Trying to solve for U in the below set of equations.... For context this is in the development of the Binomial tree pricing model that Cox, Ross and Rubenstein developed.
$qu + (1-q)d = e^{rt} \\ qu^{2} + (1-q)d^{2} = e^{(2r+v^{2})t}$
I was advised to find a quadratic in U but my under caffeinated brain just keeps ending up with some stupid looking equations. Appreciate this is super basic.

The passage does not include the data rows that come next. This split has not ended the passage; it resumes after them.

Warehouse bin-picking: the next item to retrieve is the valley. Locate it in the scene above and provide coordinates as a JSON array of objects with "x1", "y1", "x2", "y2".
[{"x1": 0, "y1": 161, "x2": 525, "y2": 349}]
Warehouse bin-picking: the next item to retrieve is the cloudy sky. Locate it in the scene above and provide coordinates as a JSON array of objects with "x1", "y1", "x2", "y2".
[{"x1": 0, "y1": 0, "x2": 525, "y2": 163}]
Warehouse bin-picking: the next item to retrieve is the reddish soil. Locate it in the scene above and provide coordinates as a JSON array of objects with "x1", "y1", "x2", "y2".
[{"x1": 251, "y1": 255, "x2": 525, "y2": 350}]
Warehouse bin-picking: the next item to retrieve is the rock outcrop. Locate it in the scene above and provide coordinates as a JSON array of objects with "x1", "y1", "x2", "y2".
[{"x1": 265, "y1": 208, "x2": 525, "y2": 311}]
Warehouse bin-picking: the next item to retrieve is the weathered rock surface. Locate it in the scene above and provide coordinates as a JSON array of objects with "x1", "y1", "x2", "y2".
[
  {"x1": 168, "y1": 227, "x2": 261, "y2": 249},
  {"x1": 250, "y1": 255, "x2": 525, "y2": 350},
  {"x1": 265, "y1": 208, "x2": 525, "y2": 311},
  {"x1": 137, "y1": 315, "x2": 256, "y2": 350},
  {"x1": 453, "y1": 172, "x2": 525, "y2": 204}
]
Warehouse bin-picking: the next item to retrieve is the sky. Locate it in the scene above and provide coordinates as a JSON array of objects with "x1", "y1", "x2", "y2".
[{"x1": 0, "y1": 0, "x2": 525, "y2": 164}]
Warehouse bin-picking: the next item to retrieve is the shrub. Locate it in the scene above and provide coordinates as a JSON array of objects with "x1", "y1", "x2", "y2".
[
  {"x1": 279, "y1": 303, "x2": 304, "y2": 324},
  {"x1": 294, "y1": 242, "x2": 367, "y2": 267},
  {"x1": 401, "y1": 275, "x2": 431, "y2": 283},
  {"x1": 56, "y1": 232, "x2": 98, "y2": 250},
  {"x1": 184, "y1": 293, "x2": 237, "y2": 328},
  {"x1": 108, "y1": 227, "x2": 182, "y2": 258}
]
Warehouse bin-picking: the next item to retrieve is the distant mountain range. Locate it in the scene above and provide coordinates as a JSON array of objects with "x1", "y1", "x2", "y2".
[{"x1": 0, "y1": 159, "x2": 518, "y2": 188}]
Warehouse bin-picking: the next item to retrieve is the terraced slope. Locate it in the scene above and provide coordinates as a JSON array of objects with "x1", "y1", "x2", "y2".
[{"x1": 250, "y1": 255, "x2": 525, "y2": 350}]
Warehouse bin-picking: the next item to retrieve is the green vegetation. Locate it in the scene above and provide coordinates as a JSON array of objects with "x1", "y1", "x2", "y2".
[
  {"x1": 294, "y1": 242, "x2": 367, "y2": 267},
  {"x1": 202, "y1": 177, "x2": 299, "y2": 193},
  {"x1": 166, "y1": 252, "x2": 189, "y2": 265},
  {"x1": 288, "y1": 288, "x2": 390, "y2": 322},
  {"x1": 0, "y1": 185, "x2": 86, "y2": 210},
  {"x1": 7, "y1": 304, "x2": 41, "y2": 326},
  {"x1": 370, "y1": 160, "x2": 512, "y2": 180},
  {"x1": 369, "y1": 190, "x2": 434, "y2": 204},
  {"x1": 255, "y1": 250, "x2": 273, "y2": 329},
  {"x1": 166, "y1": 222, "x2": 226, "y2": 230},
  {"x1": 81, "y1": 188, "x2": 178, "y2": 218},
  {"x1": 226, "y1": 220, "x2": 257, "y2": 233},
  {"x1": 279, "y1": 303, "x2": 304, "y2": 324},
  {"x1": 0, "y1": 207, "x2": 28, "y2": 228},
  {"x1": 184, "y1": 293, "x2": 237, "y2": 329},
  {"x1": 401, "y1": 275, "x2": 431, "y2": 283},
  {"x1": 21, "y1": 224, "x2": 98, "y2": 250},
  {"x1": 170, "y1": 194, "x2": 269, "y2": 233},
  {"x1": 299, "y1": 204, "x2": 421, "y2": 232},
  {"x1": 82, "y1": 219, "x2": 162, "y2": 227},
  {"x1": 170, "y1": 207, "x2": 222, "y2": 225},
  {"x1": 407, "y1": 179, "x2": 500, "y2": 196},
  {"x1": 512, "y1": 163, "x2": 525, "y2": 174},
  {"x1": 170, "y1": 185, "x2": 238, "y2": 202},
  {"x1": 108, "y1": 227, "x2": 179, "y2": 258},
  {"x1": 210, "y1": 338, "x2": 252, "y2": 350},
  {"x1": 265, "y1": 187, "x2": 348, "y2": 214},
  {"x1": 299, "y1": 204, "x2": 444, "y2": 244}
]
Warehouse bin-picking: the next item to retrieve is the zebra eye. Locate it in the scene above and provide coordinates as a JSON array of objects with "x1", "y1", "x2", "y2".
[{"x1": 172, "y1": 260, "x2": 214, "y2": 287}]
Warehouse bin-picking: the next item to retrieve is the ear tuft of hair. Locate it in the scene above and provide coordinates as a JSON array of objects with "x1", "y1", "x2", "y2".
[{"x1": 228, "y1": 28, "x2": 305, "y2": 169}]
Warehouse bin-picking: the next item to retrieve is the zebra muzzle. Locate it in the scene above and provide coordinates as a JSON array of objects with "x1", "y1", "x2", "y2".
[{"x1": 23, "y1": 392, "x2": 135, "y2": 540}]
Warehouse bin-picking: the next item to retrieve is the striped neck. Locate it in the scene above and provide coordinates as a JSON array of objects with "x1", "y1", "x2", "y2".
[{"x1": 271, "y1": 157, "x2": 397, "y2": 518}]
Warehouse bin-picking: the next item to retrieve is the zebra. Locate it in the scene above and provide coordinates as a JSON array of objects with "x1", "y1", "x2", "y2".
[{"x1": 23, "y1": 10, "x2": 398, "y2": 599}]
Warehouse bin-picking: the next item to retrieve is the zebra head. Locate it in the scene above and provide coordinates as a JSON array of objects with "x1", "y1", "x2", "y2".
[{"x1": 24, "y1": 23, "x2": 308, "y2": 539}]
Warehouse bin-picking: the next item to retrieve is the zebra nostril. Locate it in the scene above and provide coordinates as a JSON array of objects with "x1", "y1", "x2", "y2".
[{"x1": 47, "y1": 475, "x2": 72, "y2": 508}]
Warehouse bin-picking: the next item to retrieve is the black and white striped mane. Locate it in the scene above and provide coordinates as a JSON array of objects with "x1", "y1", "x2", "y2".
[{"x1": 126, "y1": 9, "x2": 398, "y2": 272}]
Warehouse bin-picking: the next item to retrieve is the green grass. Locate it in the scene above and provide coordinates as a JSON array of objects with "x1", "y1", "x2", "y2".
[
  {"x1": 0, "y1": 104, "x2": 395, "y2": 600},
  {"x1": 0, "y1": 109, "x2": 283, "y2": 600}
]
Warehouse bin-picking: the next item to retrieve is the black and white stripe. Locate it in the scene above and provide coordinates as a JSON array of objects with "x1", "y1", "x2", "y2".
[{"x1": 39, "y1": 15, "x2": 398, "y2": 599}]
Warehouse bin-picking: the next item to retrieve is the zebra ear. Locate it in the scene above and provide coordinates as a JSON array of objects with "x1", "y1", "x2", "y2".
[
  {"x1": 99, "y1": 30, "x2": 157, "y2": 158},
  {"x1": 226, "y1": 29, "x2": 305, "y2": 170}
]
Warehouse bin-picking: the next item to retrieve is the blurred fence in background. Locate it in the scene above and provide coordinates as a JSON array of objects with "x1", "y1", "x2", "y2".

You have the following two equations
$ q u + (1 - q) d = A $
$ q u^2 + (1 - q) d^2 = B $
where $A = e^{rt} , B = e^{(2 r + v^2)t} $
The first is an equation of a straight line, and the second is an equation of an ellipse.
Let $u' = \sqrt{q} u $, and $ d' = \sqrt{1 - q} d $ then the first equation becomes
$\sqrt{q} u' + \sqrt{1 - q} d' = A $
and the second equation becomes
$ u'^2 + d'^2 = B $
Solve for $d'$ from the first transformed equation,
$ d' = \dfrac{ A - \sqrt{q} u' } { \sqrt{1 - q} } $
Then, plug this into the second equation
$ u'^2 + \dfrac{( A - \sqrt{q} u' )^2 }{ 1 - q } = B $
which re-arranges into
$ u'^2 - 2 u' A \sqrt{q} + A^2 - (1 - q) B = 0$
which is a quadratic equation in $u'$ and can be solved using the quadratic formula. Once $u'$ is found, then $d'$ can be computed from the equation relating $d'$ and $u'$ above. And finally, $u$ and $v$ can be computed from the defining equations of $u'$ and $d'$.